Playbooks for deployments

This page collects playbooks for Sourcegraph deployments managed and operated by the company. Refer to the instances page for a complete listing.

General

Debugging

See debugging.

Working with Kubernetes deployments

See Working with Kubernetes deployments

Check what version of Sourcegraph is deployed

Install sg, the Sourcegraph developer tool, and using the sg live command you can see the version currently deployed for a specific environment:

sg live <environment|url>

Sourcegraph.com

To learn more about this deployment, see instances.

Observability

See Sourcegraph.com observability for general observability guidance for the instance.

Deploying to sourcegraph.com

Every commit to the release branch (the default branch) on deploy-sourcegraph-cloud deploys the Kubernetes YAML in this repository to our dot-com cluster in CI (i.e. if CI is green then the latest config in the release branch is deployed).

Deploys on sourcegraph.com are currently handled by GitHub Actions.

If you want to expedite a deploy, you can manually create and merge a PR that updates the Docker image tags in deploy-sourcegraph-cloud. You can find the desired Docker image tags by looking at the output of the Docker build step in CI on sourcegraph/sourcegraph main branch or by looking at Docker Hub.

Deploying to sourcegraph.com during code freeze

Note: sample for code freeze.

Image build

To ensure stability during a code freeze, a separate release/YYYY-MM-dd branch will be created from main, with only approved commits to be cherry-picked onto release/YYYY-MM-dd branch for release. To ensure any compability between the main and release/YYYY-MM-dd branches, ALL commits must first be merged to main and pass CI for being cherry-picked. All tests will be run on the release/YYYY-MM-dd branch and must pass before docker images are published to docker hub. When creating a hotfix PR in sourcegraph/sourcegraph, it is important to create a branch with prefix main-dry-run/ (it enables CI pipeline similar to the pipeline which is run against every commit in main branch).
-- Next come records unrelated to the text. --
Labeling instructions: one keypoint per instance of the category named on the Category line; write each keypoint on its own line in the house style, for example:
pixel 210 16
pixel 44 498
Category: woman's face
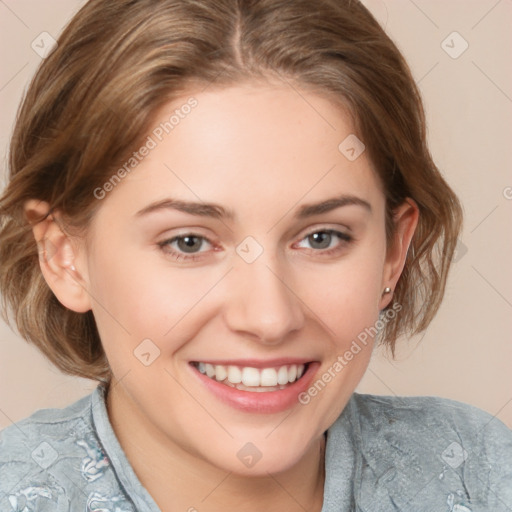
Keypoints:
pixel 279 271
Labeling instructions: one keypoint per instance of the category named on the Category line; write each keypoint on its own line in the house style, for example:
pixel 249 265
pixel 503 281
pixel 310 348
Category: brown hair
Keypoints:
pixel 117 63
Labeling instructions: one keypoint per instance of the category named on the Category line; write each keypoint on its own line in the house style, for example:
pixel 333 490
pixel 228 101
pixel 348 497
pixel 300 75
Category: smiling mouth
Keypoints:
pixel 247 378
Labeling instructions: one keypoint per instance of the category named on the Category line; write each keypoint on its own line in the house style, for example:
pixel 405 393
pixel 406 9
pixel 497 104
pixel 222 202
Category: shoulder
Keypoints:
pixel 429 414
pixel 428 450
pixel 54 458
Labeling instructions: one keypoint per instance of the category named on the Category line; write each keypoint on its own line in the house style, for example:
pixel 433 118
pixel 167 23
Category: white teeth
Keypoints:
pixel 234 375
pixel 282 375
pixel 210 370
pixel 268 377
pixel 220 372
pixel 249 377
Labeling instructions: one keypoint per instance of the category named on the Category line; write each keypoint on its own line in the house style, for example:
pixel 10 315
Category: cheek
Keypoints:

This can be done with:

sg ci build main-dry-run

More about pipeline run types.

Deploy

During the code freeze, Renovate will be disabled on YYYY-MM-dd + and no automatic updates to Kubernetes manifests will be made. To deploy your changes, you can manually create and merge (requires approval from CloudDevops) a PR that updates the Docker image tags in deploy-sourcegraph-cloud. You can find the desired Docker image tags by looking at the output of the Docker build step in CI on sourcegraph/sourcegraph release/YYYY-MM-dd branch or by looking at Docker Hub.

Once your PR has been merged, you can follow the deployment via CI on the release branch.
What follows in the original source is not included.